De l’étoile à l’étoile – puissante suture,
Chemin de cailloux issu de l’ancien chant,
Langage de silex et d’air
Entre le galet et l’eau, la bague et le fer à cheval.
Sur l’ardoise tendre des nuages
Cette trace laiteuse de crayon,
Ce n’est pas l’apprentissage des mondes,
Mais délire de brebis dans un demi-sommeil.
     
Nous dormons debout dans la nuit épaisse
Sous la coiffe chaude en peau de brebis.
Remonte, vers le solide, la source
Avec un bruit de collier, d’oisillon, de paroles.

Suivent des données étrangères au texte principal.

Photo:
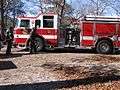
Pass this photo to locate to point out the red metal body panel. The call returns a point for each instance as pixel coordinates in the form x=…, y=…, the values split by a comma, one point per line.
x=105, y=29
x=87, y=29
x=87, y=42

Ici la peur écrit, écrivent les oscillations
Laiteuses du bâtonnet de plomb,
C’est ici que germe le brouillon
Des disciples de l’eau courante.
     
Villes pour chèvres ; escarpées,
Robuste couche de pierraille :
Et malgré tout parterre encore –
Églises et hameaux de brebis !
Où le fil à plomb tient des prêches,
Où l’eau fait école, où le temps affûte ;
Dont est depuis longtemps saturée
La forêt transparente de l’air.
     
Frelon mort près du rayon de miel, voici,
Rutilant, le jour balayé avec la flétrissure.
Et le milan de la nuit apporte
La craie ardente, nourrit le graphite.
De ce tableau iconoclaste, effacer
Les impressions inscrites par le jour !
Avec la main, secouer comme des oiselets
Les visions déjà transparentes !
     
Le fruit gonflait. Mûrissait la vigne.
Le jour se déchaînait, comme un jour se déchaîne.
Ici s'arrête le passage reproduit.